Part Three: The Strategy of Tension
This episode examines the history of false flag operations used for war, propaganda and psychological operations—or ‘psy-ops’. Operation Northwoods and Operation Gladio are examples used to illustrate the nature of clandestine operation planning and execution, as well as shed light on the intent and extent to which the National Security apparatus manipulates events and manufactures outcomes to suit its goals.
This episode investigates how torture and extensive demonstrative violence have been used as tools throughout clandestine operations, intelligence gathering and also outright war. Recent examples covered are the abuses by the United States military in Abu Ghraib and Guantánamo Bay, as well as the workings of covert operations involving torture and organized violence. Also discussed are attitudes towards civilian casualties in modern war, as well as recent framing conditions of propaganda such as Islamophobia—the driving force behind warmongering and mainstream media manipulation.

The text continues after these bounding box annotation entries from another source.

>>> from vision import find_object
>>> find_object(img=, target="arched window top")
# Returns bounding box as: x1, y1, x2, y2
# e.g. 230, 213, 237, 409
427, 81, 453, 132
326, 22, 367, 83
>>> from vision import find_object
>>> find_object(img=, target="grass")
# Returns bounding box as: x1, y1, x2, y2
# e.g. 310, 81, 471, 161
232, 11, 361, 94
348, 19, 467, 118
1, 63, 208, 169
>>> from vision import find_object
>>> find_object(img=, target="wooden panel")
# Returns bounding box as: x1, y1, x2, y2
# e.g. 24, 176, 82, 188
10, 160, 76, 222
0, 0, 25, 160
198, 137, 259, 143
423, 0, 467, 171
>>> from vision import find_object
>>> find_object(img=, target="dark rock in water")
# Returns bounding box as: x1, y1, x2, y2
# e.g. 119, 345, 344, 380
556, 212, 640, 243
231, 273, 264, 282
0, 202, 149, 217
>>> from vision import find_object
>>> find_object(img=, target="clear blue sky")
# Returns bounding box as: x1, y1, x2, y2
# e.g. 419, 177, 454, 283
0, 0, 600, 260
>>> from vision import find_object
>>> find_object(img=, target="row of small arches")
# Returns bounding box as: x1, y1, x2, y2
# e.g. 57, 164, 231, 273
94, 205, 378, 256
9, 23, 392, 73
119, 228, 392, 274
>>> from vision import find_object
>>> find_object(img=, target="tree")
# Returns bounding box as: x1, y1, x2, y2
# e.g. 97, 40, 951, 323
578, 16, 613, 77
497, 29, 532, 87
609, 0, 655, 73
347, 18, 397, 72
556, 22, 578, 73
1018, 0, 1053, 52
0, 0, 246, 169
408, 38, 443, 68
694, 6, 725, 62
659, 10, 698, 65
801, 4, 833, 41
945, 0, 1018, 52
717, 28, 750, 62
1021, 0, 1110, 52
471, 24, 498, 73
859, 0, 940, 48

On New Years Eve 2011, Barack Obama signs into law (without much opposition) the National Defense Authorization Act—a law that allows the government to detain its own citizens without charge indefinitely, and even murder its own citizens without due process. Case in point was the assassination of Anwar al-Awlaki in Yemen in 2011. This new law then leads to further secret drone strikes throughout Yemen, Pakistan, Somalia, Afghanistan and Iraq directed by Obama and institutions such as the CIA. What direction are we heading in from here?